İş bulmadan istifa ettim. Yetmişti. Emeğimin karşılığını almadığımı, insan olarak değer görmediğimi ve bunun kültür haline geldiğini düşündüğüm yerden daha iyi bir yer bulabilirdim.
İş bulmak için izlediğim yollara değinmeden önce...
Neden Bangkok?
E-ticaret sektöründe çalışan biri olarak start-up ve büyük e-ticaret şirketleri için Güneydoğu Asya’nın, özellikle Bangkok’un bir cennet olması en büyük etkenlerden biri. Gerek devletin verdiği destekler gerek marketin ve tüketicinin yarattığı avantajlar benim sektörümdeki iş olanaklarını arttırıp burayı yeterince çekici kılıyor.
İkinci olarak Şangay yıllarımda da çalışmak istediğim Çin merkezli global bir e-ticaret şirketinin (Alibaba Grup) Bangkok’ta expatlara açık pozisyonlarının olması. Profesyonel olarak isteklerime hizmet eden Bangkok’un aynı zamanda özel hayatımdaki diğer seyahat ve benzeri etmenler için de yeterince bonkör olması krema üzerindeki çilek oldu.
İş Bulmak İçin Hangi Yolları İzledim?
Öncelikle belirtmek isterim ki pek kolay olmadı. İlk olarak Linkedin’den çalışmak isteyeceğim şirketleri bulup bana uygun olacağını düşündüğüm pozisyonlara başvurdum. Aylarca dönüş almadım. Şaşırmadınız değil mi?
Daha sonra bu şirketlerde çalışan tanıdık var mı, varsa onlar aracılığı ile özgeçmişimi gönderebilir miyim diye baktım. Yoktu ki zaten ne bekliyordum. Genelde insanımız Uzakdoğu Asya’ya balayına gider.

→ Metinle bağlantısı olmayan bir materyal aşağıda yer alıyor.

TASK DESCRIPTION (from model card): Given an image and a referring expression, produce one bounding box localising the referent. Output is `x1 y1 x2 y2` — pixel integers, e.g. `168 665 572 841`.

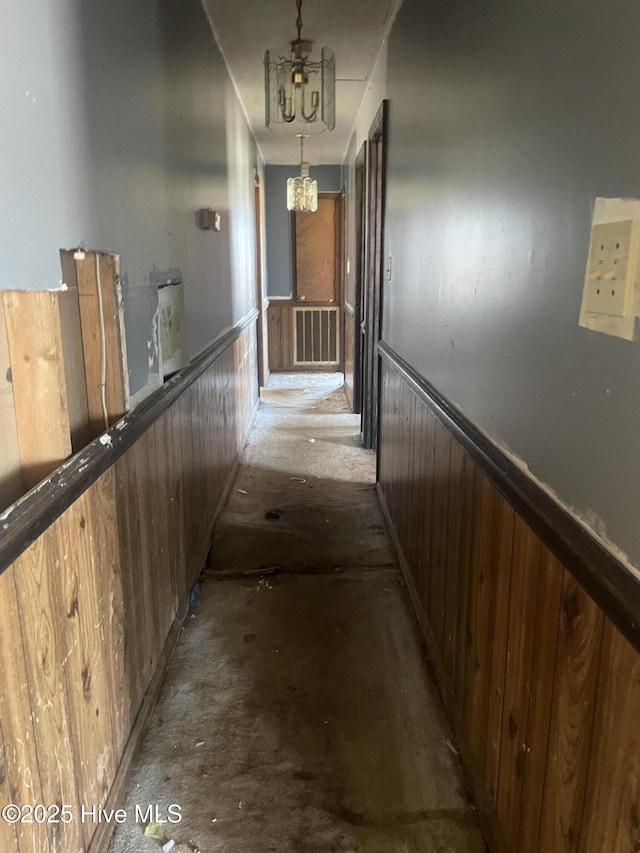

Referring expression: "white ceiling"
204 0 398 165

Kendi kontaklarımdan bir bağlantı bulamayınca benimle aynı mastır okulundan önceden mezun olmuş ama daha kontağım olmayan, tanıdığın tanıdığı gibi her türlü kontağı bulmaya çalıştım. Tanıdık vasıtası ile istediğim şirketlerle iletişime geçme fırsatını yakaladım ancak çeşitli sebeplerle CV’mi IK’ya dahi yollamadılar. Bir tanesi beni tanımadığını, tanımadığı kişilerin CV’sini iletmediğini bir diğeri benim istediğim pozisyona bakan IK’yı bilmediği için yardım edemeyeceğini belirtti. Ne var yani IK’yı öğrensen bir şey mi kaybedersin, e ben senden iş istemedim ki topu topu IK’ya CV’mi iletmeni istedim onlar zaten mülakatla karar verecek beni işe alıp almamaya diye söylendim mi? EVET(:
Burada bir es verip yurtdışında farklı kültürden ve düşünceden insanların olduğunu ve buna saygılı anlayışlı olmayı öğrenmeniz gerektiğini söylemek isterim. Bizim kültürümüzde dişe dokunmayacak ricalar dışarıda farklı karşılanabiliyor. Yurtdışında çalışmak, okumak ya da yaşamak istiyorsanız en başta buna kendinizi hazırlayın.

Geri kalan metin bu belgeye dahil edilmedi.